I bought a flyswatter many years ago, when dozens of bees crawled through a crack into my office at work. It hangs on the wall now, untouched for months and years at a time. We recently had a six-day winter infestation of house flies. Not all at once, but forty or fifty a day, appearing at all times in twos and threes and fives. I took up my flyswatter, determined to kill them as fast as I could find them. I figured this would be like remembering how to ride a bicycle, but there were some surprises.
First, I should explain that I have a serious pedigree in the matter of catching flies. My great grandfather (he was German, so you might want to stop reading this blog item right now, I'm warning you) used to make little folded paper boats and wagons. Then he would sit still until a fly landed on his hands, and as it crawled around he'd catch it alive between his fingernails. (This is not as hard as it sounds when there are a lot of flies, I did it myself when a teenager.) He would swipe a little paste on the fly's wings and stick it to the bottom of one of his paper models (I've NOT done this myself, I promise!) and then enjoy watching the models move around the table as the flies lugged them here and there in their efforts to escape.
I really learned how to swat flies at my grandmother's farm. The house had a long outdoor veranda with an inexhaustable supply of flies. I and my cousins would swat away at them, running up totals in the hundreds before we got bored.

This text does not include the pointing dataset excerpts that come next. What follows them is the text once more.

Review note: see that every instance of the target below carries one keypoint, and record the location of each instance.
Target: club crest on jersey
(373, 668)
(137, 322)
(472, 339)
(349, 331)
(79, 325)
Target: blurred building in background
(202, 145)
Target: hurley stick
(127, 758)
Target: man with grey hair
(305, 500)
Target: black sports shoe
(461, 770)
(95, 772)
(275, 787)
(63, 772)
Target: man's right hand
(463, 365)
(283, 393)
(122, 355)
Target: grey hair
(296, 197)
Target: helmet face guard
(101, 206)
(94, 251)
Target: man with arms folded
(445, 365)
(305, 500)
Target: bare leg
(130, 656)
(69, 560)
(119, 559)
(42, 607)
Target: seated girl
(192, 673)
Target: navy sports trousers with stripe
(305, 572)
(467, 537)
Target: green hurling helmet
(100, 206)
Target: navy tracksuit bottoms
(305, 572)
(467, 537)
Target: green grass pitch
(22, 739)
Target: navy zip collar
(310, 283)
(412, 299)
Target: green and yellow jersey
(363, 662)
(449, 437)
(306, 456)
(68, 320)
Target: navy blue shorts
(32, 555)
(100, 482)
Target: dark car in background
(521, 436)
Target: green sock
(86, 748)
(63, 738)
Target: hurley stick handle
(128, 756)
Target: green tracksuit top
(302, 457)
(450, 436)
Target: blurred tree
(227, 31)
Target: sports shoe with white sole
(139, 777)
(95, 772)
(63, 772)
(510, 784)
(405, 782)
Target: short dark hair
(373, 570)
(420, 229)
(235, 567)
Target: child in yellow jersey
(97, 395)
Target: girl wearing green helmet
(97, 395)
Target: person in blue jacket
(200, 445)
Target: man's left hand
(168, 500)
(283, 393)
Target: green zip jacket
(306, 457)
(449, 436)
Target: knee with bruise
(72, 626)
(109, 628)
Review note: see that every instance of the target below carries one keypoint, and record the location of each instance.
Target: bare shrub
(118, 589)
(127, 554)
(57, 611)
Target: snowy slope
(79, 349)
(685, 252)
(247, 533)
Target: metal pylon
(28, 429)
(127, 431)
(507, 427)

Nonetheless, in a few days in my own home, I learned new things about stalking flies:
And I'll also tell you things I already knew, in case you've got to face the little beasties yourselves:
- They fly backwards as they take off. If you aim just in front of a sitting fly, you'll miss it.
- It's terribly boring to wait for a fly to settle so you can aim at it, but with practice you can often knock them out of the air in flight.
Thank goodness we don't have to deal with pack rats.